Gıda mı yetersiz yoksa paylaşım sorunu mu var?

Dünya nüfusu hızla artmaya devam ediyor. 2018 yılı istatistiklerine göre 7 milyar 594 milyon kişiye ulaşmış durumda. Aynı yıl artış oranı ise %1,1 olarak belirlenmiş.

Dünyanın en kalabalık ülkesi Çin ve nüfusu 1 milyar 439 milyon. İkinci en yüksek kalabalığa sahip olan Hindistan ise 1 milyar 380 milyon kişiden oluşuyor. Üçüncü en yüksek nüfus ise ABD’ye ait ve 331 milyon.
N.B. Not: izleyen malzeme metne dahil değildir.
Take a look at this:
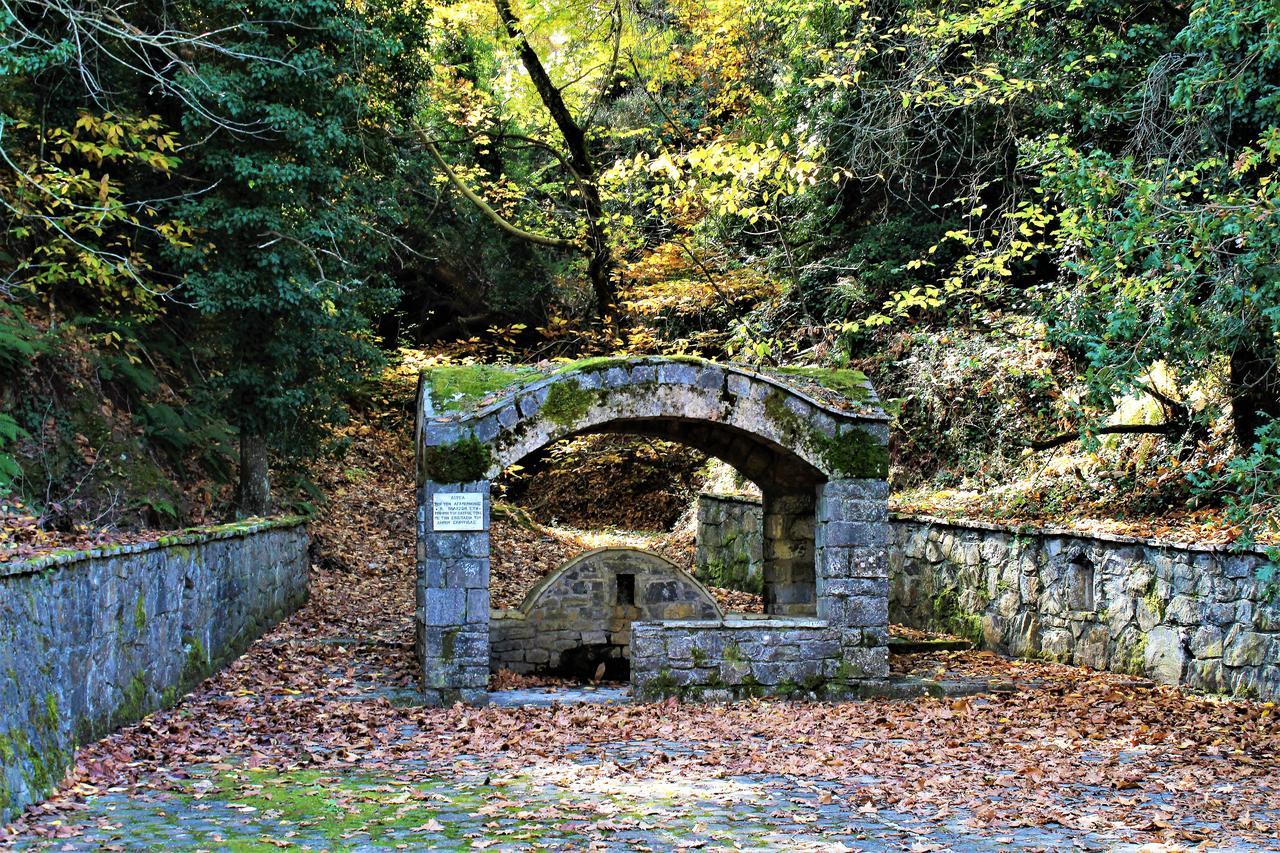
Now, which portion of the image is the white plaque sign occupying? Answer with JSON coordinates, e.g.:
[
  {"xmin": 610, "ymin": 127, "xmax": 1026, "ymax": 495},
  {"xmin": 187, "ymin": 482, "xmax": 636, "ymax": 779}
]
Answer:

Birleşmiş Milletler tarafından dünya nüfusunun 2050’ye kadar 9,7 milyara ulaşacağı tahmin ediliyor. Nüfus artışının çoğu, bu dönemde nüfusun iki katına çıkması beklenen Afrika’da yaşanıyor.
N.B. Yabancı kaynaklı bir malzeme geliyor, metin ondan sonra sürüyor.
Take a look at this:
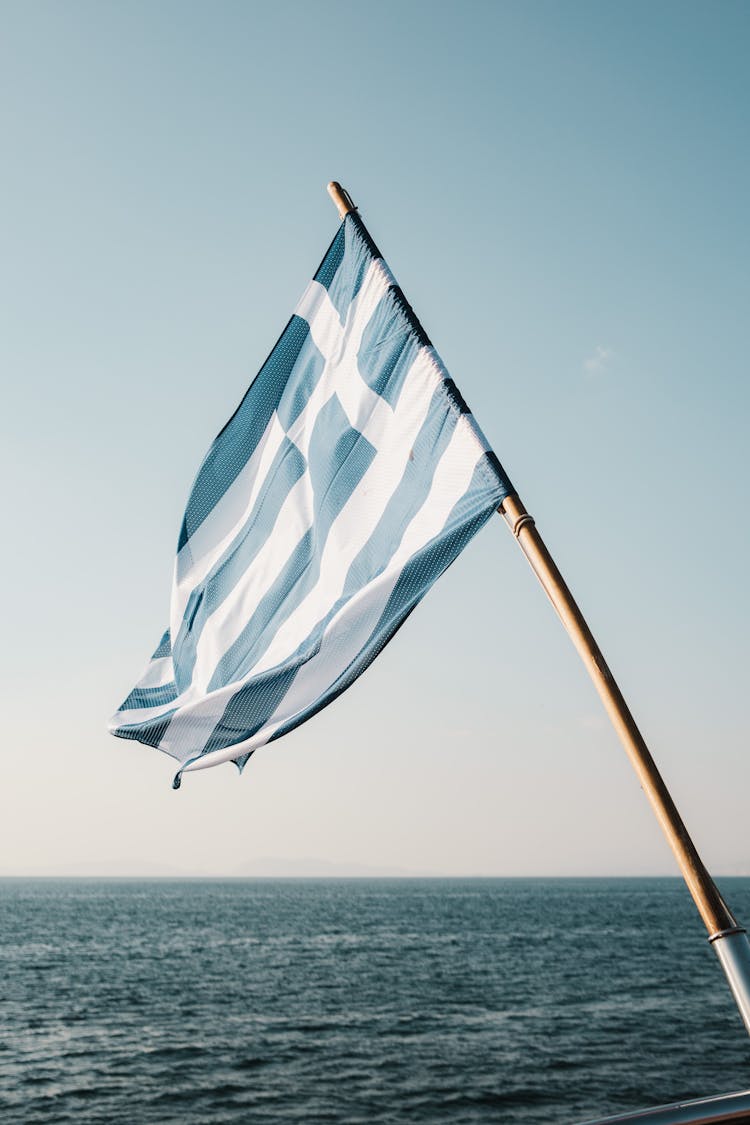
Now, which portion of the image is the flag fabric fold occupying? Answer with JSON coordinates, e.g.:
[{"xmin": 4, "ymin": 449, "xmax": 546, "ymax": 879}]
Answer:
[{"xmin": 110, "ymin": 213, "xmax": 513, "ymax": 786}]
Artan bu Dünya nüfusunun beslenmesi gerekiyor. İçinde bulunduğumuz 2020 yılında esasen Afrika ülkeleri olmak üzere farklı ülkelerde açlık sınırında veya açlık çeken insanların sayısı çok fazla.

Mevcut koşullarda üretilen gıdalar ile dünya nüfusu yeterince beslenemezken, 2050 yılına ulaşıldığında gıda krizleri yaşanması kaçınılmaz olacak.
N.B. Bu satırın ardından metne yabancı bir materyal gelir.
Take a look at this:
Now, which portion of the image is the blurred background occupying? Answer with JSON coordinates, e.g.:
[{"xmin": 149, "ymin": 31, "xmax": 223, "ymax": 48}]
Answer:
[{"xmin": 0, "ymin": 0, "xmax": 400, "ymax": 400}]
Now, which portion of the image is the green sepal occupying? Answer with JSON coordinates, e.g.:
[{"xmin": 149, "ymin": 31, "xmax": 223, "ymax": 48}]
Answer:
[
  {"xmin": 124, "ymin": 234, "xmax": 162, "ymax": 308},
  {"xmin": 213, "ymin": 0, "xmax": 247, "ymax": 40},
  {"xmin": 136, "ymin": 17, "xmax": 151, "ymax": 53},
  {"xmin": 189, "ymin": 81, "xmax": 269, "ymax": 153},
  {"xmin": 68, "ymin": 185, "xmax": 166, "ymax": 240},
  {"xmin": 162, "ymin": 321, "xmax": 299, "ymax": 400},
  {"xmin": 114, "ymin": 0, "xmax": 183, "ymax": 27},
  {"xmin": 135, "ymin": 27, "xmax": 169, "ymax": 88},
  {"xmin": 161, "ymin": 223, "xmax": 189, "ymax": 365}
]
Bunun olmaması için 2050’ye kadar hem nüfus artışı hem de beslenme alışkanlıklarındaki değişimlere ve gıdaya olan talebe bakarak gıda üretimimizi %60 artırılması gerekiyor. Hem de değişen iklim koşulları altında gerçekleştirilmesi gerekiyor.

Dünya genelinde, özellikle ekonomik refahı iyi olan gelişmiş ülkelerdeki gıda üretimlerine bakıldığında, aslında şu anki nüfusu besleyecek gıdaya sahibiz. Bu durumda gıdanın paylaşımında sorun olduğu görülüyor. Beslenme ihtiyacına erişim eşit şekilde sağlanamıyor.

Adaletsiz dağıtımın çeşitli sebepleri var. Çatışmalar, politik sebepler, ekonomik ve sosyoekonomik faktörler bunlardan bazıları.

Bunda da küresel güçlerin etkisi elbette var. Gelişmemiş, fakir durumda olan insanları ya da ülkeleri kendilerine bağımlı hale getirmek istiyorlar.

Bir tarafta “malnutrition” denilen kötü beslenme ve sonucunda obez, kronik rahatsızlıklara sahip insanlar, diğer tarafta açlık içinde olanlar…

İnsanlık adına açlık sorununa çözüm bulunmalıdır. Sadece devlet yönetimlerinin eline bırakılarak bu sorunun çözülemeyeceği aşikar. Çözümü kolay değil.

İnsanlık duygusunu kaybetmemiş olanların üstleneceği sivil inisiyatiflerin devreye girmesi gerekiyor. Ülkelerin kendi içlerinde yaptıkları gıdanın adil paylaşım talepleri, küresel ölçekte ve özellikle açlık çeken ülkeler üzerine olmalıdır.

İnsanlığın huzuru için gıdanın adil paylaşımını sağlamak adına çabalamalıyız.